BP’s Dudley defends company’s Macondo spill-response tactics

BP PLC’s Chief Executive Officer Bob Dudley has denied that his company deliberately delayed capping of the Macondo well—which suffered a blowout in April 2010, resulting in a massive oil spill in the Gulf of Mexico—saying that such suggestions defy logic and common sense.

Speaking with OGJ at a technology conference in Trinidad, Dudley said, “I have to say some of the statements today that BP lied about its activities to cap the well defy common sense. The company was doing everything it could to look at ways to cap the well as fast as possible. So I was a bit surprise at some of those comments.”

Safety Consultant Edward Ziegler told the US court in New Orleans on Oct. 1 that a blowout preventer (BOP) was available by mid-May and BP could have sealed its Macondo well within a month of it blowing out.

BP executive James Dupree told the court in May that the company could not use the new BOP because of engineering challenges including the difficulty of removing the top of the broken BOP on the seafloor.

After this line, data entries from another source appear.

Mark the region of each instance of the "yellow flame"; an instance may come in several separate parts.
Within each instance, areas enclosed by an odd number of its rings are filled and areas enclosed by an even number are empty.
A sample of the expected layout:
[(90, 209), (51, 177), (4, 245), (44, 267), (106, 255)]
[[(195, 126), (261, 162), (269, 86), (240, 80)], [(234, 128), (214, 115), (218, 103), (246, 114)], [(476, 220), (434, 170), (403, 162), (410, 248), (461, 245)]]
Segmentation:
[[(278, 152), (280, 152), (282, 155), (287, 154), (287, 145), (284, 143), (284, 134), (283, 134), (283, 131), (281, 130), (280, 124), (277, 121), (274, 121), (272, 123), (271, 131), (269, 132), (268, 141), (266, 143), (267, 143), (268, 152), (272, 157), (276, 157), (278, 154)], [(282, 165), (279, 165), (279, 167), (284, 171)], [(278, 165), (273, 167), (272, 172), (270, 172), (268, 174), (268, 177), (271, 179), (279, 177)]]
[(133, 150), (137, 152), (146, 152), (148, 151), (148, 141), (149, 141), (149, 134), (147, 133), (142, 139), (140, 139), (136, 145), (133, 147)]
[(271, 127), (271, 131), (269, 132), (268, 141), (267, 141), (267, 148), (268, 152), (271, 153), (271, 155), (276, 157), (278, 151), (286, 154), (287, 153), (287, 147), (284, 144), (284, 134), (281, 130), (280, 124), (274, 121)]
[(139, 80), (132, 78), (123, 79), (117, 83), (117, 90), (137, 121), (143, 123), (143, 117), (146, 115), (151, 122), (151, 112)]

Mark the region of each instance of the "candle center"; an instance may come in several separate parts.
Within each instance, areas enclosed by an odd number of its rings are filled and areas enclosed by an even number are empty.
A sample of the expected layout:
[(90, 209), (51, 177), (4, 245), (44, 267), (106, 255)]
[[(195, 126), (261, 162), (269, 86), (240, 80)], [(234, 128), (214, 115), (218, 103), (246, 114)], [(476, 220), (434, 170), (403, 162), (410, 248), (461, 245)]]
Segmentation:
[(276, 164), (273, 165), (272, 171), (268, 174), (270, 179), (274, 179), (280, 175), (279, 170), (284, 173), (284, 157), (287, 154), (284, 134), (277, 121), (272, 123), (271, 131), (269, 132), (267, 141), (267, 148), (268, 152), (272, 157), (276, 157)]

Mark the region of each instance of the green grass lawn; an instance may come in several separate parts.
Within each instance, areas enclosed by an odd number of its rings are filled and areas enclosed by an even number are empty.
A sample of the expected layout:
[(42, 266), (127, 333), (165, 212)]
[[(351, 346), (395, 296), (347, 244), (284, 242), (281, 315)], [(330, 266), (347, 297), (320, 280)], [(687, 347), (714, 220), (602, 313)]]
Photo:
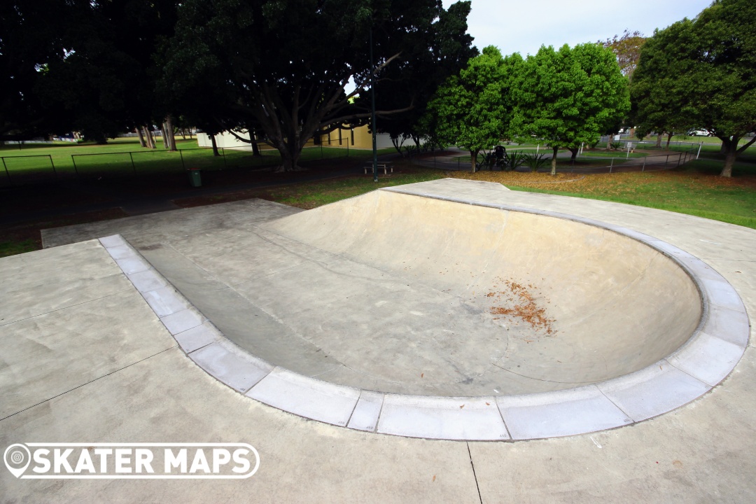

He added that the company was very concerned about the weight of an additional BOP doing further damage to the well.

Dudley said throughout the crisis, BP had done all it could to mitigate against the negative impact of the oil spill including spending a lot of money to restore the gulf and businesses impacted by the spill.

“I think we have made a tremendous commitment beginning in 2010 to restore the gulf, clean the beaches, and restore the business and economic life of the gulf and we have made huge amounts of commitments on that.” Dudley told OGJ.

He added that BP had made a very generous settlement and was less interested in putting money in pockets of plaintiffs’ attorneys rather than the people who were actually damaged economically in the spill.

Dudley said regardless of the findings of the court, his company was well provisioned to deal with it and he did not see the need to sell any further assets, especially its Trinidad assets, which now account for 17% of BP’s global production.

He said, “Over the last 2 years, BP has sold $38 billion of assets and put provisions on our balance sheet of over $40 billion and so I think we are provisioned for the future eventualities.”

BP could face up to $18 billion in fines depending on the outcome of the case that is proceeding in New Orleans.